Traumatic spondylolisthesis of the axis, commonly referred to as hangman’s fracture, is characterized by fractures through the neural arch and pedicles of the axis (C2) with possible displacement of C2 on C3. Given the large vertebral foramen of the high cervical spine and because the anterior and posterior elements generally separate, the majority of these fractures are without neurologic impingement.
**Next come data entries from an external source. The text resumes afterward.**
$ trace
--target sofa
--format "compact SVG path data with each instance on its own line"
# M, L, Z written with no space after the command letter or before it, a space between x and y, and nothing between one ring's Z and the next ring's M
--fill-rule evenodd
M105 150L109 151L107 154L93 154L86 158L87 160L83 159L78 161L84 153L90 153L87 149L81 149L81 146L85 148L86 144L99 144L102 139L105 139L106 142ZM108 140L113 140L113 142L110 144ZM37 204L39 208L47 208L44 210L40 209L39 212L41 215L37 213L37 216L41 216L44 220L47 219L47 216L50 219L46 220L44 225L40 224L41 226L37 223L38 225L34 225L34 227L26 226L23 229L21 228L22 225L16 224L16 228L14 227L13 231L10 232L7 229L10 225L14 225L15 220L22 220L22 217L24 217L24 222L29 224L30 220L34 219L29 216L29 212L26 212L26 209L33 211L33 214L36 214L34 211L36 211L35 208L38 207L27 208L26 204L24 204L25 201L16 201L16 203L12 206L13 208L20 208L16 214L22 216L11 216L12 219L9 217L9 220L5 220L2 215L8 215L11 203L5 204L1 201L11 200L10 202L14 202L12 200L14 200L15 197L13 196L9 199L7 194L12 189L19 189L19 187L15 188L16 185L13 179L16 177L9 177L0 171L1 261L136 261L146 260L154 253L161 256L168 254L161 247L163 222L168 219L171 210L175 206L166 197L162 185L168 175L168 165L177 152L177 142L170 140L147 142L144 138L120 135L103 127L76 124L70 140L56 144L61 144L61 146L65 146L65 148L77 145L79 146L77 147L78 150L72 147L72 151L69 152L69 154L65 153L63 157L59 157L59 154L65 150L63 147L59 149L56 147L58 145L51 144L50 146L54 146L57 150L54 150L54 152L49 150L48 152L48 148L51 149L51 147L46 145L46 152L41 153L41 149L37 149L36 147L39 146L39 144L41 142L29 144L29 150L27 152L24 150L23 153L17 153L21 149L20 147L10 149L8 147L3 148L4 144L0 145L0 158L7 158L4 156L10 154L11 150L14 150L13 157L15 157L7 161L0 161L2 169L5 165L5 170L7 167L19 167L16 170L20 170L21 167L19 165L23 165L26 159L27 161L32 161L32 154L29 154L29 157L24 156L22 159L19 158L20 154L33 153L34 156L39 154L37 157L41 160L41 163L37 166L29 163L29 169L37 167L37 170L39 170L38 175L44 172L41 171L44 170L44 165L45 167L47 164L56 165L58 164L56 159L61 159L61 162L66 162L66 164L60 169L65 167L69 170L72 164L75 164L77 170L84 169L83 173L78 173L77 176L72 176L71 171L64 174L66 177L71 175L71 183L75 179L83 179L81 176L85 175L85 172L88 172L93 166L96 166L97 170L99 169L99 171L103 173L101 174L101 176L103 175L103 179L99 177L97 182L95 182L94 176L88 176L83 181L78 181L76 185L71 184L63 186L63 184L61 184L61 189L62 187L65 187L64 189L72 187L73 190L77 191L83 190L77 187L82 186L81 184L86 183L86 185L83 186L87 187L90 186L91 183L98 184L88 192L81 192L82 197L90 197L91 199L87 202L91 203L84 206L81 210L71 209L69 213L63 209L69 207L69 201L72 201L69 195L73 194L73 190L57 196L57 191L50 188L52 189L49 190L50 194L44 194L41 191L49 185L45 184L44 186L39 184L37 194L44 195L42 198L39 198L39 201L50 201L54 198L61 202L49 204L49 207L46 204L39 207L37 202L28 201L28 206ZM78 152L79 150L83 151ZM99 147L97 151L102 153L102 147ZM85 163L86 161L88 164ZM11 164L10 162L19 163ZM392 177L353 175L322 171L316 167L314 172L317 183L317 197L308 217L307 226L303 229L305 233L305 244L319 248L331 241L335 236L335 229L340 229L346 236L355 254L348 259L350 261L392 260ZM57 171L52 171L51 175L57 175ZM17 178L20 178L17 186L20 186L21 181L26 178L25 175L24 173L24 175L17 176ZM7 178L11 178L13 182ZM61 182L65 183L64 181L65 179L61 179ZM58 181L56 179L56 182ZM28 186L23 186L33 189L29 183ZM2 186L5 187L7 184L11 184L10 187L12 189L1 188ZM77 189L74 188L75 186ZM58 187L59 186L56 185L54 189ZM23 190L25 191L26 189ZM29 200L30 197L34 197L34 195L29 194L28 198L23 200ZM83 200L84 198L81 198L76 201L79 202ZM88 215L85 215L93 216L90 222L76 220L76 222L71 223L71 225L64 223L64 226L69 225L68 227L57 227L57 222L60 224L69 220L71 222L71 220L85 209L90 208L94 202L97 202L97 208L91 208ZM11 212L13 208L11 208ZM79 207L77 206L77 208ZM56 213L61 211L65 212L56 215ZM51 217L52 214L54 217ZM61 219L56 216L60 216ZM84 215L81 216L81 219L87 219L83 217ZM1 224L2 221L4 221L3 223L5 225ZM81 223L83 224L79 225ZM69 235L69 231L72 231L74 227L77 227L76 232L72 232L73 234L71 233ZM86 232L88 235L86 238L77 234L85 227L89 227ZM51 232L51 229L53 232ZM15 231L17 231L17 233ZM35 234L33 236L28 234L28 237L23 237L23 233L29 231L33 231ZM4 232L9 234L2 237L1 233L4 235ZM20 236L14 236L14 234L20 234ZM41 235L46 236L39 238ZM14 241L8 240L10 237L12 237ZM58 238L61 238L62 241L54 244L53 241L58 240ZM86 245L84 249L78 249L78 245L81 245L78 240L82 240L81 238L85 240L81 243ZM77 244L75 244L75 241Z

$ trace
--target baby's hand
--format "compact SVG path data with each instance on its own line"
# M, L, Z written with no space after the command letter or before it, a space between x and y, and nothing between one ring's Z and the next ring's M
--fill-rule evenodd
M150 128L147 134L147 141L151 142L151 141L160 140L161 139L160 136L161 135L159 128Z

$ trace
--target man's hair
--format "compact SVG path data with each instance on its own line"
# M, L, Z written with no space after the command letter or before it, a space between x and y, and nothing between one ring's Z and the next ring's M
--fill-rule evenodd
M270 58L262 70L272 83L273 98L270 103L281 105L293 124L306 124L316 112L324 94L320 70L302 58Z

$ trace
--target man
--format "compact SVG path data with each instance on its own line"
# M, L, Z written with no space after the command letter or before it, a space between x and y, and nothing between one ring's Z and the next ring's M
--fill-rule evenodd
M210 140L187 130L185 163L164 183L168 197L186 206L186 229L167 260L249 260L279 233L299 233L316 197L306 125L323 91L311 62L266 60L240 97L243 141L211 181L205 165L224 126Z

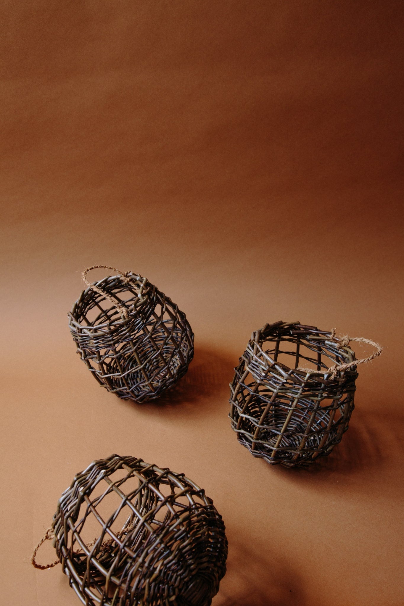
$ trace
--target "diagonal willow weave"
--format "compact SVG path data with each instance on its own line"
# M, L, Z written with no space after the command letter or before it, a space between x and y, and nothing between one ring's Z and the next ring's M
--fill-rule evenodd
M354 409L355 362L368 359L356 361L334 335L282 321L253 333L230 384L229 416L254 456L305 466L340 442Z
M91 284L68 316L82 360L101 385L124 399L158 398L193 357L185 313L131 271Z
M212 501L183 474L141 459L91 463L62 495L52 528L64 572L88 606L208 606L226 571Z

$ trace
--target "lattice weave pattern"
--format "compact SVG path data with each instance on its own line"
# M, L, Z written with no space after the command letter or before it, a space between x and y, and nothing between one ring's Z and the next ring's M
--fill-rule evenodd
M355 365L335 370L354 362L355 354L333 335L282 321L253 333L230 384L230 417L254 456L271 465L307 465L340 442L357 372Z
M158 398L193 357L185 313L131 271L91 285L68 315L81 359L101 385L124 399Z
M141 459L113 454L78 474L52 527L63 570L89 606L205 606L225 572L211 500Z

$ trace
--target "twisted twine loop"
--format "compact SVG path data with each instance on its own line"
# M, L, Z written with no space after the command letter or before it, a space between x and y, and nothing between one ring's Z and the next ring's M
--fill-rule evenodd
M375 351L371 355L368 356L366 358L361 358L359 360L353 360L352 362L348 362L345 364L334 364L333 366L330 366L326 370L313 370L313 368L298 368L298 370L303 370L306 372L314 372L318 375L328 375L330 373L330 379L332 380L335 379L337 373L342 370L348 370L348 368L351 368L353 366L357 366L358 364L363 364L366 362L370 362L371 360L377 358L382 353L383 348L379 343L371 341L370 339L364 339L363 337L349 337L348 335L345 335L340 337L336 337L336 328L333 328L329 335L329 340L337 343L341 348L348 347L351 341L356 341L359 343L367 343L368 345L372 345L372 347L374 347Z
M38 551L38 549L42 544L42 543L44 543L45 541L51 541L53 539L55 539L55 534L53 534L53 531L51 529L51 528L48 528L45 534L44 534L43 537L39 541L39 542L38 544L38 545L34 549L33 553L32 554L32 557L31 558L31 564L34 567L34 568L39 568L40 570L46 570L47 568L52 568L53 566L56 566L56 564L58 564L59 563L60 561L59 560L55 560L55 562L52 562L52 563L50 564L45 564L45 565L44 565L43 564L39 564L36 560L36 552Z
M94 290L94 292L98 293L99 295L102 295L102 296L105 298L105 299L108 299L108 301L111 301L113 305L116 307L116 309L121 314L122 319L127 320L129 318L129 312L127 307L126 307L122 303L117 302L117 301L110 295L108 295L108 293L105 292L105 290L100 288L100 287L97 286L94 282L88 282L85 276L88 271L91 271L91 270L93 269L98 269L98 268L111 269L113 270L114 271L116 271L116 273L122 278L122 281L124 284L130 284L131 283L131 278L129 276L130 271L121 271L121 270L117 269L116 267L111 267L111 265L91 265L91 267L87 267L87 269L85 269L82 274L83 281L87 285L87 286L90 287L90 288L91 288L92 290ZM133 287L134 286L133 284L131 285ZM139 292L139 290L136 286L134 286L134 288Z
M113 268L112 268L113 269ZM117 533L117 536L119 537L119 538L121 538L122 534L127 534L128 533L130 532L131 530L133 530L135 525L136 525L136 522L134 520L133 522L132 522L132 523L130 524L128 526L126 527L126 528L123 528L119 533ZM46 530L45 534L44 534L41 541L39 542L38 545L36 545L32 554L32 557L31 558L31 564L34 567L34 568L38 568L39 570L46 570L47 568L53 568L53 566L56 566L56 564L60 564L60 560L55 560L55 562L52 562L51 564L45 564L45 565L39 564L36 561L36 554L38 549L42 544L42 543L44 543L45 541L53 541L53 539L55 539L55 533L53 532L53 530L51 528L48 528L47 530ZM92 547L93 545L95 545L95 544L98 541L98 539L96 538L93 541L92 541L90 543L86 543L85 547L88 548L90 547ZM102 543L101 544L101 547L100 550L101 553L104 553L104 551L107 551L109 546L111 545L114 539L111 537L108 537L108 539L103 541ZM82 553L83 550L82 549L79 549L78 551L74 551L73 553L78 554Z

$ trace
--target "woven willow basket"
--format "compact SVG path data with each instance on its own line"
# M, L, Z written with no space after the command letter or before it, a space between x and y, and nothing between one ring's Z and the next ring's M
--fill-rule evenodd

Treatment will vary depending on the severity of vertebral angulation, distraction, and facet dislocation.30 Many fractures can be treated conservatively with external immobilization.30,31



SPINAL CORD INJURIES


Injury to the spinal cord results from direct or indirect insult. When direct insult occurs, such as when a missile or bone fragment impacts the cord, the physical severing of neural elements is clear. However, in many SCIs the damage results from the normal physiologic response to the concussive forces or impaired perfusion.


The concept of primary and secondary injuries, first proposed more than 80 years ago, has emerged as an explanation for the phenomenon of delayed neural injury.3234 A primary injury is the mechanical disruption that occurs to the spinal cord substance at the time of injury, whereas the progressive pathologic responses that occur subsequently over hours to days are known as secondary injury.13,3235 A number of factors, such as hypoxia and hypoperfusion, are known to trigger or exacerbate secondary SCI and worsen outcome. Although there is little that can be done to change the circumstances of the initial trauma, the outcome of the secondary injury may be amenable to therapeutic intervention. The intrinsic responses occurring during SCI have been well documented.3235 Understanding the cascade of events that ultimately lead to cellular death (necrosis) and the initiation of apoptosis is key to understanding the use of investigational agents to interrupt the sequence of biochemical interactions and improve neurologic outcomes (Figure 23-11).






Classification by Spinal Cord Injury Clinical Syndrome


Incomplete spinal cord injuries are distinguished by partial preservation of neurologic function below the level of the lesion. Incomplete injuries can be grouped into several recognizable syndromes.



Anterior Cord Syndrome.


Anterior cord syndrome is usually associated with flexion-dislocation injuries and may be associated with acute disk herniation.13 An injury to the anterior part of the spinal cord or interruption of blood supplied by the anterior spinal artery results in ischemia to the anterior gray horn and the anterolateral columns of the white matter. There is usually complete motor loss accompanied by a loss of pain, temperature, and touch sensation at and below the level of the lesion. Light touch, proprioception, and vibration senses are preserved.13,35 (Figure 23-13, A).